4° Pour que la référence au vécu de Jésus ait un écho dans la manière de vivre de ses disciples, il est essentiel que ceux-ci cultivent leur propre humanité en réponse aux exigences qui montent en eux du plus intime de leur être. La perception en eux de l’expérience de Jésus et l’approfondissement de leur propre humanité s’engendrent et croissent mutuellement et inséparablement. On ne peut devenir chrétien si l’on n’est pas humain, répète Légaut à longueur de livre. Cela demande que l’Église « s’attache tout particulièrement à l’approfondissement humain de ses membres ». (p.113, 118-119, 120,123, 156)
5° Repenser Dieu en notre temps doit se faire non plus à partir de postulats sur Dieu censés être évidents (démarche descendante), mais à partir de l’expérience que l’homme vit, de ses recherches d’humanisation ( démarche ascendante).
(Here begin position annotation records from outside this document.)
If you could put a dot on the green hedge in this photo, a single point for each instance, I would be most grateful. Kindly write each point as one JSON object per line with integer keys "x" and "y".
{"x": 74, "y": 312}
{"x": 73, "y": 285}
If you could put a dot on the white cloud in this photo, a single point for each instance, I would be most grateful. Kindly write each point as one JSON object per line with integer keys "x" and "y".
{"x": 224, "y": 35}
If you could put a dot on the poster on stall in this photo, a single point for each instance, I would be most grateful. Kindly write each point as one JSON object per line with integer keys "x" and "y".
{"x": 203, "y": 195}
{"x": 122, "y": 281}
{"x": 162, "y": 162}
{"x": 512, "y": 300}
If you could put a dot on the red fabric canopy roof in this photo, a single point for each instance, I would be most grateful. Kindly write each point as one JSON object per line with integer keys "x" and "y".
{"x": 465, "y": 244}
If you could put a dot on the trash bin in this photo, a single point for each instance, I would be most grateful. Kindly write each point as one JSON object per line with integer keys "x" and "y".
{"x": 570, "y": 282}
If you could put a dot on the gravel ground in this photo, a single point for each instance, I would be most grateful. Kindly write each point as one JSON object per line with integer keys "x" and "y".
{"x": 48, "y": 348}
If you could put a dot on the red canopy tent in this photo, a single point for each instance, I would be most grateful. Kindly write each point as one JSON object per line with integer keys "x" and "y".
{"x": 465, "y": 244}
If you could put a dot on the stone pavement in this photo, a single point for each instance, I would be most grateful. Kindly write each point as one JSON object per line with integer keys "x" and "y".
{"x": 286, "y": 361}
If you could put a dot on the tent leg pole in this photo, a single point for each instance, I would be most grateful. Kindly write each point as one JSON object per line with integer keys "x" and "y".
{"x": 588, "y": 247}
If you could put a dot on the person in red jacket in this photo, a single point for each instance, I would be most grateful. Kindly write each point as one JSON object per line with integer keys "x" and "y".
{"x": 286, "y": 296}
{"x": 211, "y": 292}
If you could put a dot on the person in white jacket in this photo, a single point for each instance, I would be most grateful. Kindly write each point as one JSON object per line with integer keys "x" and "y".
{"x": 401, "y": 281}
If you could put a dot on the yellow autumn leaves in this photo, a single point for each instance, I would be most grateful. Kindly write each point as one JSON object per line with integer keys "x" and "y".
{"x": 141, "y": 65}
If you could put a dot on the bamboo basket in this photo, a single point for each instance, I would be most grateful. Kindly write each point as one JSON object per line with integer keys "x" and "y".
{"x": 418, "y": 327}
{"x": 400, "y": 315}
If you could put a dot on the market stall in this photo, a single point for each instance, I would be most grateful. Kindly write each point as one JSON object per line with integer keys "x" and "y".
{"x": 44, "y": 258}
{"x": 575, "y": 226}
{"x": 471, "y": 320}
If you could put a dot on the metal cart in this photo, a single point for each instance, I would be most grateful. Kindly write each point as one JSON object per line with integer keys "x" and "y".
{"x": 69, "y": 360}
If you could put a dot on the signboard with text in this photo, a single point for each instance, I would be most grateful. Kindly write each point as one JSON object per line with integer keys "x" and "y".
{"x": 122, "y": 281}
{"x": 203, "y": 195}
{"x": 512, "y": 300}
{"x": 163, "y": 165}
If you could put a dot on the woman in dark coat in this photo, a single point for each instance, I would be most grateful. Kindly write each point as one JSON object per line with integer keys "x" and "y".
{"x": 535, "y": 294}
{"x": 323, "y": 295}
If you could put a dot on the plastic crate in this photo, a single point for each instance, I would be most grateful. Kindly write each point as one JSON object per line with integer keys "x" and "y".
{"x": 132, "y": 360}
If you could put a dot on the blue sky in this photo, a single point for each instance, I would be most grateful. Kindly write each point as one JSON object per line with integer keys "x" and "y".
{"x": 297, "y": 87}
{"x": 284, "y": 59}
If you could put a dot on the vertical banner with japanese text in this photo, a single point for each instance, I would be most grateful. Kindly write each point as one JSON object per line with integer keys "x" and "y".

C’est la voie qui peut permettre au mieux à l’homme moderne de percevoir l’action de Dieu dans le meilleur de son expérience, tout en reconnaissant que toute représentation qu’on peut se faire de lui est relative. « À mesure que les générations grandissent dans le savoir, l’homme a davantage besoin d’être suffisamment présent à soi pour croire véritablement, à l’encontre de ce que la réalité quotidienne lui impose et au-delà de ses évidences ataviques, en l’existence d’un Dieu qui, non seulement ne lui est pas totalement étranger, mais avec qui il il n’est pas non plus sans relation au niveau propre à son humanité. C’est uniquement grâce à une intériorité déjà poussée qu’il pourra y parvenir. Alors seulement il sera en mesure de reconnaître, à longueur de vie, au fil de son évolution intime, à l’occasion des situations et des événements rencontrés, que la singulière réalité qu’il se voit devenir, ne relève pas uniquement de son initiative et n’est pas que de lui. Dans ces conditions, il fondera sa foi en Dieu à partir de l’intelligence qu’ il acquerra peu à peu en profondeur de sa propre histoire et simultanément de l’action souterraine, sans visage, qui, grâce à l’accueil qu’il lui fait, opère en lui… Au lieu de s’habiller de croyances en Dieu… l’homme fera corps avec sa foi en Dieu, comme il fait corps avec sa foi en lui, avec son propre mystère ». ( p.17-18, 72-73, 79, 94, 103)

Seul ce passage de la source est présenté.